Une entreprise est à présent au centre de cet affrontement : Huawei. Washington accuse le géant chinois des télécommunications de servir de paravent à des activités d’espionnage et fait campagne auprès de ses alliés européens pour qu’ils renoncent à confier à Huawei leur équipement en 5G. Les Etats-Unis demandent l’extradition de la directrice financière de la société chinoise, Meng Wanzhou, interpellée au Canada à leur demande. Mme Meng est la fille du fondateur de Huawei, Ren Zhengfei, un personnage important en Chine.

L’UE entre le marteau et l’enclume

En retour, Pékin accuse le Congrès américain de se comporter en « juge, jury et bourreau » et attaque l’administration américaine en justice. La Chine détient depuis décembre deux ressortissants canadiens, Michael Kovrig et Michael Spavor, qu’elle accuse d’espionnage, dans ce qui est largement analysé comme une démarche de représailles.
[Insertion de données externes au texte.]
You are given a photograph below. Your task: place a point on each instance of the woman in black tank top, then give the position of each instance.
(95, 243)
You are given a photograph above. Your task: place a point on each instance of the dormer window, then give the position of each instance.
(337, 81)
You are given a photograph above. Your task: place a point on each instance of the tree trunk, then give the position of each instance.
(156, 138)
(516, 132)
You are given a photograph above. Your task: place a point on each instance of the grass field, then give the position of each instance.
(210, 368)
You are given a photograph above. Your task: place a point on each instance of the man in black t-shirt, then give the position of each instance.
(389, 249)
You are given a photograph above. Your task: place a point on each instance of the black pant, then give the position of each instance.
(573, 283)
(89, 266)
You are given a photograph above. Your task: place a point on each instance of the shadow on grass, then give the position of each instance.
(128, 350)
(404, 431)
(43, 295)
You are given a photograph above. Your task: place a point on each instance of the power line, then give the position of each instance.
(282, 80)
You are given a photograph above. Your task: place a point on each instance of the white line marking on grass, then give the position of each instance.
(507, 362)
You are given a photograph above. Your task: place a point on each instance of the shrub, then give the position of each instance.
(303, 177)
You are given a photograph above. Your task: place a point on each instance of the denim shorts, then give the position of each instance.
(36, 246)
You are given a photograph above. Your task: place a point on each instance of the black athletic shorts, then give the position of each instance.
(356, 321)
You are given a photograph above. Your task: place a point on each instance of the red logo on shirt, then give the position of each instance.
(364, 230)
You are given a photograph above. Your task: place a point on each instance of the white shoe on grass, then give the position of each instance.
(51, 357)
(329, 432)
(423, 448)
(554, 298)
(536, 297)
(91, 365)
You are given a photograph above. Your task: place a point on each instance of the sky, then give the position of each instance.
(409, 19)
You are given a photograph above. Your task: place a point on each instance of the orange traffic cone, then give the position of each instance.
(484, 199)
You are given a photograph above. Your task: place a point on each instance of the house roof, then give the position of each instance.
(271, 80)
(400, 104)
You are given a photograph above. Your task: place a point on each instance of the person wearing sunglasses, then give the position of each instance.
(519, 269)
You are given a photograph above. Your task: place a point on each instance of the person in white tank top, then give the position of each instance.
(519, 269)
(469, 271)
Prise entre le marteau et l’enclume, l’Europe est elle-même la cible des ambitions chinoises. Si les investissements chinois dans l’UE ont diminué en 2018, ce n’est pas par manque d’intérêt de la Chine mais sous l’effet conjugué de la volonté de Pékin de freiner la fuite des capitaux et des efforts de Bruxelles visant à protéger les secteurs stratégiques de l’UE. Les grands pays européens ont enfin pris la mesure du danger ; cette prise de conscience est particulièrement notable en Allemagne, jusqu’ici ambivalente sur la Chine, mais dont l’influente organisation patronale, le BDI, a publié en janvier un rapport très lucide sur les visées chinoises en Europe.

Il reste à l’Union à formuler une politique commune à l’égard de la Chine, qui fasse le lien entre intérêts industriels et sécurité. L’unilatéralisme de l’administration Trump ne l’incite pas à faire bloc avec les Etats-Unis face à la Chine, et sur Huawei ses Etats-membres réagissent en ordre dispersé. La Chine joue de ces divisions : l’Italie serait ainsi prête à adopter le projet phare chinois, les « nouvelles routes de la soie », en signant un protocole d’accord proposé par la Chine. Elle deviendrait ainsi le premier pays du G7 à le faire, ce qui est vu d’un très mauvais œil à Washington et à Bruxelles.

Le président Xi Jinping est attendu en Europe fin mars, notamment à Rome et à Paris. Il serait très dommageable pour les intérêts européens que les Etats membres de l’Union ne parviennent pas, d’ici là, à se mettre d’accord pour afficher face à lui une position unitaire.